Ms. Vos noticed the tension in his posture. "A device?" she asked.
"Yes," Aldric said softly. "A signal. Cain wasn't acting alone. He's a pawn. But this… this wire… it's either a tracking device or a beacon. And I know exactly what it's pointing to." He straightened, eyes blazing with a calculated intensity.
"Where?" Ms. Vos asked, voice low.
He didn't answer immediately. Instead, he surveyed the room, piecing together everything—Cain's movement, his patterns, the stairwell, the entrance, the exit routes. He pictured the city in his mind like a three-dimensional chessboard. And at that moment, clarity struck him like lightning: the device, the mark, the note, the Old Norse phrase… all pointed to a location only I would understand. A safe place for the next move.
"Cain wanted me to find this," Aldric murmured. "Not just to know it exists, but to trace it. To realize someone is still active. Someone bigger. Someone smarter."
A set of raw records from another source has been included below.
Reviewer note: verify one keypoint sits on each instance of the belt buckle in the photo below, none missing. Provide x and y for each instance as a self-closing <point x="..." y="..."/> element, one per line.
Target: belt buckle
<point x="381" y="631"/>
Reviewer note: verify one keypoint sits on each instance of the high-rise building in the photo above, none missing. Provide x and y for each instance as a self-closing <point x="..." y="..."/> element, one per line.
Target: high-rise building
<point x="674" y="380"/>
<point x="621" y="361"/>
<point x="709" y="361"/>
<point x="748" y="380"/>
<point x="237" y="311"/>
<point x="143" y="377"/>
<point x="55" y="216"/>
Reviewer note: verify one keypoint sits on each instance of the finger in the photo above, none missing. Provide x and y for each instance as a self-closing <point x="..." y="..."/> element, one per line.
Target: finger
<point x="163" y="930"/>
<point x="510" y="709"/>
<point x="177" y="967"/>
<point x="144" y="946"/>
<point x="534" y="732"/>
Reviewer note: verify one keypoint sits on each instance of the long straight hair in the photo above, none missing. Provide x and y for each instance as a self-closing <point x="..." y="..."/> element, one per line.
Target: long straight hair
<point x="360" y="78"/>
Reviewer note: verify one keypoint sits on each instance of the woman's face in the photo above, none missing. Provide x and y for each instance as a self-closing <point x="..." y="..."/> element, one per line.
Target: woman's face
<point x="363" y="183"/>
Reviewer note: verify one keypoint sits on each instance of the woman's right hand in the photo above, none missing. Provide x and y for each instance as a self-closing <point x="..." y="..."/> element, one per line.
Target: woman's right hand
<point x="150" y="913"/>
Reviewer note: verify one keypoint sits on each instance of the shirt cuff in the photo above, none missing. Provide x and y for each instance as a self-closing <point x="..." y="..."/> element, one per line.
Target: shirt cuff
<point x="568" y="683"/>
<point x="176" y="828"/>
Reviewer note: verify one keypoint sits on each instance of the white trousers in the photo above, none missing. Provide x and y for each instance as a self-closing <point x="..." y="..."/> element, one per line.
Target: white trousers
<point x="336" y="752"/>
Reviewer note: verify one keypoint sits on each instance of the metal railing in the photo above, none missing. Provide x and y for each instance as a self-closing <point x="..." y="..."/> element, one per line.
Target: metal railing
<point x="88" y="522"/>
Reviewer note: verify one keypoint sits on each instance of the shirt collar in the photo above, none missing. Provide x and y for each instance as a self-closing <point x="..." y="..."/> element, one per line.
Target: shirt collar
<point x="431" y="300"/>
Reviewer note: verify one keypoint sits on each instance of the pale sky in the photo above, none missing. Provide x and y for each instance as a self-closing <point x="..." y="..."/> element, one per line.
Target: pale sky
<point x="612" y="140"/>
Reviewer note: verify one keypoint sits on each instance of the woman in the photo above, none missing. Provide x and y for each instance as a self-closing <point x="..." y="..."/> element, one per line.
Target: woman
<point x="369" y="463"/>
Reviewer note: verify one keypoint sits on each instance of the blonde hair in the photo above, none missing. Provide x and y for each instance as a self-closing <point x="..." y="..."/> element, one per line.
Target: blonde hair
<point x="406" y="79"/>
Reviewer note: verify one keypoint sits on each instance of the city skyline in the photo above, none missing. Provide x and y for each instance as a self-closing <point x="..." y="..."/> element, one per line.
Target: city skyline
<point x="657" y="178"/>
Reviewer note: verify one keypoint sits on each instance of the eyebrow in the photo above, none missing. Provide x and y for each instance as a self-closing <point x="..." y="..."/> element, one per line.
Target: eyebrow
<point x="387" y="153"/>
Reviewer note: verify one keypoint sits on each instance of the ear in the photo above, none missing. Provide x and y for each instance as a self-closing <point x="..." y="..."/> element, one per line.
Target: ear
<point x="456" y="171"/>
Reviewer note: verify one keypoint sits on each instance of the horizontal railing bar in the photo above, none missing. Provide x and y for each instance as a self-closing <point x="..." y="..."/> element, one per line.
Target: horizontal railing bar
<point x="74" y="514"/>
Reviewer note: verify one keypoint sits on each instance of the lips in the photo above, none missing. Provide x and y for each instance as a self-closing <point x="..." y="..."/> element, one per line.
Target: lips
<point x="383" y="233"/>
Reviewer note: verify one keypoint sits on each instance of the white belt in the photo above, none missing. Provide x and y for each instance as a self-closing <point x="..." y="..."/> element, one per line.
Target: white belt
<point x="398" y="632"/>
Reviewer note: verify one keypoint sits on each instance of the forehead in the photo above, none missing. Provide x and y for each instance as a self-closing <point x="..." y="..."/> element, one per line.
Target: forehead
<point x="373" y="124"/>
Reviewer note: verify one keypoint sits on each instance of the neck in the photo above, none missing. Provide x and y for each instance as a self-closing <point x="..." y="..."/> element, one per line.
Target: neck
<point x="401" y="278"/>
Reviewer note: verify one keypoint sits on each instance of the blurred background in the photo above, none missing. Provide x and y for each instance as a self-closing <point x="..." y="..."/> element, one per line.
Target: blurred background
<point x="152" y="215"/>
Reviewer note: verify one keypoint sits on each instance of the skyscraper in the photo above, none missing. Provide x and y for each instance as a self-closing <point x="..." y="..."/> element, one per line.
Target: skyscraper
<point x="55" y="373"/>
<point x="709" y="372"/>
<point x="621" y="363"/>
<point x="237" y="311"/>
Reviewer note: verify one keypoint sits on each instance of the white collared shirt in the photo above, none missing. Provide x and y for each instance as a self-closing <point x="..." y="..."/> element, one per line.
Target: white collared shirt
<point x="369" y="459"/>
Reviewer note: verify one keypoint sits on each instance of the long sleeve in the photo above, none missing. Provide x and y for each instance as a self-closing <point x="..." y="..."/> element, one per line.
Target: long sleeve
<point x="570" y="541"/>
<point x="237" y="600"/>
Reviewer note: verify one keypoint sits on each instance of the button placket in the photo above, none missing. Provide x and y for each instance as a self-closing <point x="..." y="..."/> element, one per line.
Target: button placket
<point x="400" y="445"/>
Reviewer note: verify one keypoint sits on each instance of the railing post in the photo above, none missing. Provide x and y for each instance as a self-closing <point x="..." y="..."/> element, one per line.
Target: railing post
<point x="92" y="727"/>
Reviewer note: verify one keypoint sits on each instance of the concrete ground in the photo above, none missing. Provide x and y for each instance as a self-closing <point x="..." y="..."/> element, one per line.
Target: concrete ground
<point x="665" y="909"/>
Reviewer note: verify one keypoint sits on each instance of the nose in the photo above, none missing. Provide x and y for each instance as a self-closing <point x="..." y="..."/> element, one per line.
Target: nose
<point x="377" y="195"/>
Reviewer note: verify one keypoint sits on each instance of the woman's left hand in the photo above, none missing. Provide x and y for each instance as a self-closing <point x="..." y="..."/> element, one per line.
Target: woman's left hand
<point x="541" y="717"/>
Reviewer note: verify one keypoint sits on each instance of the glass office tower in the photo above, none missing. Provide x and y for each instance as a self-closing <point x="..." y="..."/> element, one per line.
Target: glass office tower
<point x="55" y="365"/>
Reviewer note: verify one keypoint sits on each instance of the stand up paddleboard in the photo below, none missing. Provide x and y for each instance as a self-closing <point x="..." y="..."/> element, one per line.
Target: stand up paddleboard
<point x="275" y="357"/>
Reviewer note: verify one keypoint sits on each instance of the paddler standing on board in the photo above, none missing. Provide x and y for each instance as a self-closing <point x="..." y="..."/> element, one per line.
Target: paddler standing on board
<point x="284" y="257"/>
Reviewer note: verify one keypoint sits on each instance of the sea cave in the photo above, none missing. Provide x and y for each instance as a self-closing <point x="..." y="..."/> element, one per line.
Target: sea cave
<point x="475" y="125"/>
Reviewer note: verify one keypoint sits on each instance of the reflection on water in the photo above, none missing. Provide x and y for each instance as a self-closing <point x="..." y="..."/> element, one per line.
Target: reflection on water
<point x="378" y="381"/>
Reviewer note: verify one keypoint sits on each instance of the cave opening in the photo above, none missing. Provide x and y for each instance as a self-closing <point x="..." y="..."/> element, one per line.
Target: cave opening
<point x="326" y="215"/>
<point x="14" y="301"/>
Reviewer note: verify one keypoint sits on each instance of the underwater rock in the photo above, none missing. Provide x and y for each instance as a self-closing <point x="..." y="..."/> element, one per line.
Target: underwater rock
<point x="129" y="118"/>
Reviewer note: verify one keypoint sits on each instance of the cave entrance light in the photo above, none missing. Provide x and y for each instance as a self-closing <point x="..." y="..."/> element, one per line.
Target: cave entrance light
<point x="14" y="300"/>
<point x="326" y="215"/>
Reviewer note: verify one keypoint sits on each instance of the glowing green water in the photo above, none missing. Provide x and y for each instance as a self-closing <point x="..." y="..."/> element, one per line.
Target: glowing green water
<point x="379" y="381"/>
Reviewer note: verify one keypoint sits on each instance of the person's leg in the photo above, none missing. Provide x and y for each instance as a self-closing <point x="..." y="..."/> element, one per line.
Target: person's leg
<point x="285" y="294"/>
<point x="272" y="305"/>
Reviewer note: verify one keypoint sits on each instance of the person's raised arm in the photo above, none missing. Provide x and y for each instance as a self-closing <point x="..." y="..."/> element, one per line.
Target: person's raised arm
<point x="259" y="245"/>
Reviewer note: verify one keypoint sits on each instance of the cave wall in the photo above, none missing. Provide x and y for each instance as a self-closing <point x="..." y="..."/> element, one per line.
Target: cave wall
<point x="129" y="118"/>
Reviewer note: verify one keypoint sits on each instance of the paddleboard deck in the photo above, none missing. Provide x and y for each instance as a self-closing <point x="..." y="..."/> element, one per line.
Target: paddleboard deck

Ms. Vos' eyes narrowed. "And you think you can find him?"
Aldric's gaze returned to Cain's lifeless eyes, icy yet almost purposeful in death. "It's not about finding him yet. It's about understanding the message. And understanding the message… is about surviving the game he's set in motion."
He paused, letting the words sink. Then, almost casually, he added: "He underestimated me. Just one mistake—and he left a breadcrumb tailored for me. That's arrogance… and opportunity."
The faint hum of monitors and computers filled the room. Aldric's mind was alive, mapping every possibility, running simulations against patterns he had memorized over decades of study.
Then his gaze flicked back to the note, and he noticed something else—almost too subtle to see without focus. Tiny symbols etched along the edges of Cain's handwriting. Dots, slashes, and angled marks.
A code.
Another layer. Another message buried within the first. Aldric's lips curved into a small, knowing smile. Only someone with years of language study, history, and cryptography could even notice it.
He leaned close to Ms. Vos. "This wasn't meant for the world. It wasn't meant for the LCO. It was meant for me."
She exhaled softly, incredulous. "How do you know?"
"Because," Aldric said, fingers tracing the edges of the paper, "most people don't notice the invisible details. They see a dead man, a murdered woman, a note. They miss the thread connecting all three. But I noticed. And that means," he paused, eyes sharp, piercing, "…he knows I'm capable of following it."
Ms. Vos let the weight of his words sink in. She had trained for anomalies for decades, but Aldric's perception, intellect, and depth of understanding were leagues beyond anything she had encountered.
Aldric stepped back, straightening his suit. "The corpse that breathes," he whispered again. "It's not Cain. It's not the woman. It's the pattern. It's the signal. And now… I've seen it."
Ms. Vos' lips parted slightly. "Then what now?"
He folded his arms, eyes narrowing toward the exit. "Now… we follow it. Carefully. And we prepare for the next move."
Outside, the city continued unaware, the streets alive with people oblivious to the chessboard unfolding above and beneath them. But Aldric had seen the first real thread in the web. And he knew, without a shadow of doubt, that every move from this point forward would be life or death—for Cain, for the LCO, and for himself.